Further objects include:
- Rev. Jozef Murgaš Room at King's College (Pennsylvania)
- Jozef Murgaš Monument in Bratislava, Slovakia – the Slovak Telecom building in the Jarošova Street
- Jozef Murgaš street in Podbrezová-Lopej, Slovakia
- Joseph Murgas Monument in Wilkes-Barre, Pennsylvania
- Paintings in a church in Wilkes-Barre in Pennsylvania
- Paintings in the Memorial room in Tajov, in some churches in Lopej and Banská Bystrica
- Murgas Amateur Radio Club of Wilkes-Barre, PA named after Fr.
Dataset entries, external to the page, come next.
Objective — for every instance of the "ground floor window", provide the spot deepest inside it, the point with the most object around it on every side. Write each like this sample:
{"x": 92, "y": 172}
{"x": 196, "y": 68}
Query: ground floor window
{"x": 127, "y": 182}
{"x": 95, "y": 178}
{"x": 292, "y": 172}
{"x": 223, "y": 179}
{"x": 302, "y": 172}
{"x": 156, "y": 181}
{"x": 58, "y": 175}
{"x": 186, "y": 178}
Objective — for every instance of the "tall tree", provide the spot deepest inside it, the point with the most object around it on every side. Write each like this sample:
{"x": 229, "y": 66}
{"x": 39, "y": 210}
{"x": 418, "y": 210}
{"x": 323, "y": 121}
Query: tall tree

Murgas in 1975.
- Model of Murgas' transmitting station in Wilkes-Barre
- Collection of butterflies (9,000 pieces) from all over the world
- Liberty ship SS Joseph Murgas in the U.S. state Georgia in 1944
- Jozef Murgaš High School of Electrical Engineering in Banská Bystrica, Slovakia
- Jozef Murgaš Primary School in Šaľa, Slovakia
- Jozef Murgaš stamp issued by the Ministry of Transport, Communications and Public Works of the Slovak Republic in 1994 (400,000 pieces) on the occasion of the 130th birth anniversary (1864) of Jozef Murgaš.
To the memory of Murgaš and to support the development of telecommunications in Slovakia, the Jozef Murgaš Award is awarded annually by the Slovak Electrotechnical Society and Ministry of Transport, Posts and Telecommunications of the Slovak Republic for:
- publication of original theoretical contribution supporting development of telecommunication in Slovakia and
- utilization of original or foreign theoretical contribution to development of telecommunications and telecommunication industry in Slovakia.